即ち、「疑問点説明文・改定3」の3章で述べたように気化した塩化セシウムは、25℃程度の空気で冷却されてすぐに固体になります。その1部は、重力の作用により降下して
環状電気炉に包まれた実験容器内や円筒ろ紙に至る経路のガラス製配管に留まっています。

公開されたビデオを見ても、実験容器内やガラス製配管内を洗浄して塩化セシウムを集めていませんでしたし、測定精度を高めるためは、実験容器内やガラス製配管内を洗浄して塩化セシウムを集める必要があるといった説明もありませんでした。

今後の実験については、ラボ実験は基本的には実施すべきではない(時間の無駄)と考えます。頭で考えた条件をきちんと作り出して実験しても、その場合はそうだよねという結果(当然予測される結果)しか得られません。
実際の場合にどのようになるのかがいつまでたってもわからないし、結論が得られません。

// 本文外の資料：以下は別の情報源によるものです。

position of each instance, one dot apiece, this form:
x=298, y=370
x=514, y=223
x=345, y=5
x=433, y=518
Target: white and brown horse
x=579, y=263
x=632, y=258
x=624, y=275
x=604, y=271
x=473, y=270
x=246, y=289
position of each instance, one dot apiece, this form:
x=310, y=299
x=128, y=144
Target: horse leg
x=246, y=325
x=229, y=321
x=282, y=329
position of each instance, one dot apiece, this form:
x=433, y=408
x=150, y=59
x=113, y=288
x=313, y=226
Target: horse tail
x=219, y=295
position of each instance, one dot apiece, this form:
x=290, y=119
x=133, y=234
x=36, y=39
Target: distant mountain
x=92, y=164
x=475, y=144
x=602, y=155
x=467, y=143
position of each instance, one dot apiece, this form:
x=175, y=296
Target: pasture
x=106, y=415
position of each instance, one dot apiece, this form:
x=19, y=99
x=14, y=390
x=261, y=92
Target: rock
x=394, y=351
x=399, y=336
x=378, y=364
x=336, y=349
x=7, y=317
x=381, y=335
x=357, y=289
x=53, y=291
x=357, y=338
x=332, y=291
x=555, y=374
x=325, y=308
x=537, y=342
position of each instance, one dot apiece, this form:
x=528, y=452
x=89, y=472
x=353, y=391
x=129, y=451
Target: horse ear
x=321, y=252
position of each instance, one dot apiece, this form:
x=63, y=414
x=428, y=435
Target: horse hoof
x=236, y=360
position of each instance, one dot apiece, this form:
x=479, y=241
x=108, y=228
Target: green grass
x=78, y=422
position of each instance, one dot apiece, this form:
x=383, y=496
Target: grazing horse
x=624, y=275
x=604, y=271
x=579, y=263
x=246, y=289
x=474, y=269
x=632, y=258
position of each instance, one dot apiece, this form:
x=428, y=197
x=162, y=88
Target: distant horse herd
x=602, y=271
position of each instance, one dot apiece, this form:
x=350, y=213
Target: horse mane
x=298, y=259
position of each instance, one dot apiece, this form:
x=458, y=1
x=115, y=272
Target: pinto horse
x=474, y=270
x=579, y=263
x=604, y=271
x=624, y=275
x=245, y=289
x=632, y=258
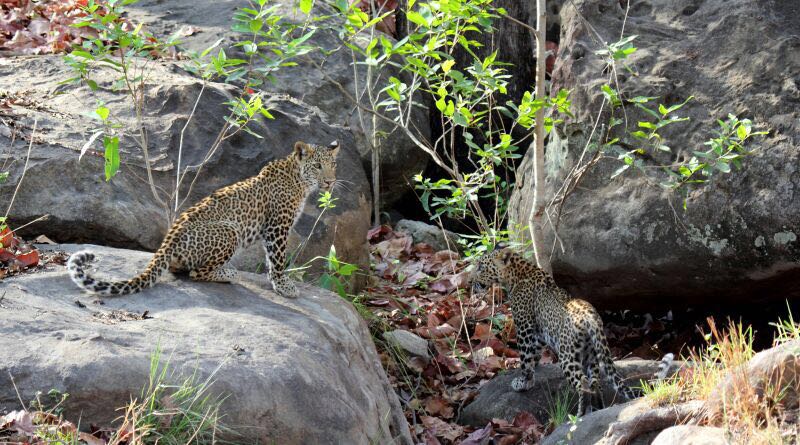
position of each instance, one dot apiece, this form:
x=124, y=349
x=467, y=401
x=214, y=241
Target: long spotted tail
x=157, y=266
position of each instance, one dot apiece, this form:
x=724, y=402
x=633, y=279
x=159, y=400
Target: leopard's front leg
x=530, y=353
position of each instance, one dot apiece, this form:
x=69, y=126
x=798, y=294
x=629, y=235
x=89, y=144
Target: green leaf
x=451, y=108
x=102, y=112
x=111, y=156
x=416, y=18
x=620, y=170
x=447, y=65
x=742, y=132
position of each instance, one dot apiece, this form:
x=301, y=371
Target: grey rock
x=320, y=89
x=496, y=399
x=294, y=371
x=123, y=212
x=630, y=244
x=691, y=435
x=409, y=342
x=772, y=374
x=591, y=428
x=429, y=234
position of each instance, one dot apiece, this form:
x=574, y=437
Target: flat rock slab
x=294, y=371
x=591, y=428
x=497, y=400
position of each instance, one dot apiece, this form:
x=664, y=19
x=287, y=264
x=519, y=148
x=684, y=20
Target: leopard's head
x=491, y=268
x=317, y=164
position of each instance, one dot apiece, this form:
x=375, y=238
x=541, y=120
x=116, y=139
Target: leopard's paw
x=284, y=286
x=522, y=383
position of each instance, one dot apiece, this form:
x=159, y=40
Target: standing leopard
x=546, y=315
x=204, y=237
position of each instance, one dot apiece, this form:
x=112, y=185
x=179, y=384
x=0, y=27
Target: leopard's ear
x=334, y=148
x=506, y=254
x=301, y=150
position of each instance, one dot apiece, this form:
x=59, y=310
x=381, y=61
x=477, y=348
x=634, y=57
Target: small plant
x=559, y=408
x=172, y=413
x=662, y=392
x=338, y=274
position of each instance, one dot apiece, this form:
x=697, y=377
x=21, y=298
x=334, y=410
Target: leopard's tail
x=157, y=266
x=608, y=368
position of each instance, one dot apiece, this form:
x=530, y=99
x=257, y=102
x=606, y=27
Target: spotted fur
x=203, y=238
x=546, y=315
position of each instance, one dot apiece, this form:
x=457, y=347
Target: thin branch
x=180, y=146
x=24, y=169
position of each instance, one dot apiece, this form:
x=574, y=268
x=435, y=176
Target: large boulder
x=317, y=80
x=496, y=399
x=629, y=243
x=691, y=435
x=123, y=212
x=292, y=371
x=591, y=429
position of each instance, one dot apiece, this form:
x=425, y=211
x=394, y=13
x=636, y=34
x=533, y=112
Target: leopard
x=546, y=315
x=262, y=208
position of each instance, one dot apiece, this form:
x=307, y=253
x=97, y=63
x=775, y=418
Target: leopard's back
x=546, y=315
x=204, y=237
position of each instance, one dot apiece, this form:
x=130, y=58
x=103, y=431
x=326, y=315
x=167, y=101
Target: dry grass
x=719, y=372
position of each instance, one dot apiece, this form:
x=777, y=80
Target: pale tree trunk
x=536, y=216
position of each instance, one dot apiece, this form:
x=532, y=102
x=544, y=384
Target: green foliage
x=338, y=274
x=175, y=413
x=326, y=200
x=638, y=148
x=788, y=329
x=560, y=407
x=470, y=98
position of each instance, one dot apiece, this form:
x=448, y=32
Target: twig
x=24, y=169
x=180, y=147
x=654, y=420
x=16, y=390
x=41, y=218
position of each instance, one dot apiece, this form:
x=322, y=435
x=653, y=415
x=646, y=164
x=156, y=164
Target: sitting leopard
x=203, y=238
x=546, y=315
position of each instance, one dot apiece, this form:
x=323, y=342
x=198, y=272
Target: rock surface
x=773, y=374
x=123, y=212
x=691, y=435
x=315, y=87
x=294, y=371
x=591, y=428
x=409, y=342
x=429, y=234
x=628, y=243
x=497, y=400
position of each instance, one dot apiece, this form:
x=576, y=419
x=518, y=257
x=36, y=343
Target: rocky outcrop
x=628, y=243
x=123, y=212
x=591, y=428
x=497, y=400
x=292, y=371
x=317, y=81
x=420, y=232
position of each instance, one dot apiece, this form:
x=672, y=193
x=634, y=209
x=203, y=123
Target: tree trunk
x=536, y=217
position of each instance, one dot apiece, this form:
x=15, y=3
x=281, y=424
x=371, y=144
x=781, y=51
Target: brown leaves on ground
x=42, y=428
x=17, y=256
x=426, y=292
x=380, y=7
x=42, y=27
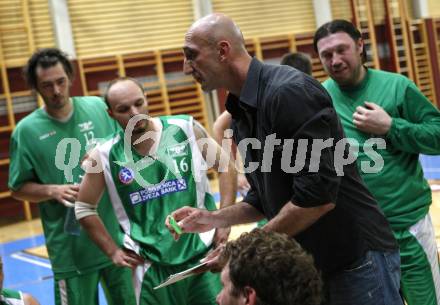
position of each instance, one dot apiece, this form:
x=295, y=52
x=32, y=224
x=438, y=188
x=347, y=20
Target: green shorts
x=200, y=289
x=83, y=289
x=420, y=281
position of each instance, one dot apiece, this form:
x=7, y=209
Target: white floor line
x=30, y=260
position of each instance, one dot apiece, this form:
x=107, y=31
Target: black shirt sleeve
x=305, y=112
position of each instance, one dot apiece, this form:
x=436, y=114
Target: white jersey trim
x=199, y=171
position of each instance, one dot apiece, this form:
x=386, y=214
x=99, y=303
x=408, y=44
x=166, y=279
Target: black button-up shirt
x=279, y=107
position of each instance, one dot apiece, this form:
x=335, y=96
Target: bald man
x=153, y=171
x=323, y=204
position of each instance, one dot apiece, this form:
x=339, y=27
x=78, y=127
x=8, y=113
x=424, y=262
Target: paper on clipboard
x=180, y=276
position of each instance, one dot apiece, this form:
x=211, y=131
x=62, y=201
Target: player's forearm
x=34, y=192
x=293, y=219
x=99, y=234
x=228, y=186
x=238, y=213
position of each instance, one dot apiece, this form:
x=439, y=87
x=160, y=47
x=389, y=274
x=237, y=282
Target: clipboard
x=173, y=278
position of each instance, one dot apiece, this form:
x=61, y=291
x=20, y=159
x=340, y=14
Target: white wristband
x=83, y=209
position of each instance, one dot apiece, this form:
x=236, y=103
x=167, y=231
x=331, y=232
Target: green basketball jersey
x=399, y=187
x=171, y=178
x=11, y=297
x=34, y=158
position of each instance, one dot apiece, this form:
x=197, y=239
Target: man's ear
x=224, y=48
x=250, y=295
x=110, y=113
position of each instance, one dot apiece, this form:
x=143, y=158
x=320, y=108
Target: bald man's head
x=216, y=27
x=214, y=48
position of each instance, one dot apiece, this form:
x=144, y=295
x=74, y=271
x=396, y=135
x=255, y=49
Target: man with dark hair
x=151, y=169
x=268, y=268
x=298, y=60
x=374, y=103
x=323, y=204
x=42, y=171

既に東北、関東の方では放射性物質を含む廃棄物を焼却しているのですから、そこの焼却施設でもし、排ガス中にガス状、霧状の放射性セシウムが存在する場合には確実に捕捉できる採取系で検証試験(実験)を実施すべきだと考えます。
これは個人では実現できませんが、大阪市という立場で焼却施設をもっている自治体にお願いすれば可能ではないでしょうか。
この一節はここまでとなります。